The new regime
The National Constituent Assembly completed the abolition of feudalism, suppressed the old “orders,” established civil equality among men (at least in metropolitan France, since slavery was retained in the colonies), and made more than half the adult male population eligible to vote, although only a small minority met the requirement for becoming a deputy. The decision to nationalize the lands of the Roman Catholic Church in France to pay off the public debt led to a widespread redistribution of property. The bourgeoisie and the peasant landowners were undoubtedly the chief beneficiaries, but some farm workers also were able to buy land. The land transfer was made through the sale of assignats, bonds that were issued by the National Constituent Assembly and guaranteed by the value of the church lands. The bonds were to be retired once the transfer had been completed, but within a year, assignats in varying denominations were being printed as a form of Revolutionary currency, with predictable inflationary effects. Having deprived the church of its resources, the assembly then resolved to reorganize the church, enacting the Civil Constitution of the Clergy, which was rejected by Pope Pius VI and by many of the French clergy. This produced a schism that aggravated the violence of the accompanying controversies.
The complicated administrative system of the ancien régime was swept away by the National Constituent Assembly, which substituted a rational system based on the division of France into départements, districts, cantons, and communes administered by elected assemblies. The principles underlying the administration of justice were also radically changed, and the system was adapted to the new administrative divisions. Significantly, the judges were to be elected.
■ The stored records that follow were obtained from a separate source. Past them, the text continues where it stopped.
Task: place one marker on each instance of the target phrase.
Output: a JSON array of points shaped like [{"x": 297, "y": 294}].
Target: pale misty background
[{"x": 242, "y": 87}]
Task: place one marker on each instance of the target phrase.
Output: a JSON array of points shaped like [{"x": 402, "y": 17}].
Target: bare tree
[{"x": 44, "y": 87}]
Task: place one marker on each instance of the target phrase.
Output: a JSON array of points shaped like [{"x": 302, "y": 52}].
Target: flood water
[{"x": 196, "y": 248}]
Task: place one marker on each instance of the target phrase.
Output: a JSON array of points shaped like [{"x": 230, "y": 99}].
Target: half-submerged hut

The National Constituent Assembly tried to create a monarchical regime in which the legislative and executive powers were shared between the king and an assembly. This regime might have worked if the king had really wanted to govern with the new authorities, but Louis XVI was weak and vacillating and was the prisoner of his aristocratic advisers. On June 20–21, 1791, he tried to flee the country, but he was stopped at Varennes and brought back to Paris.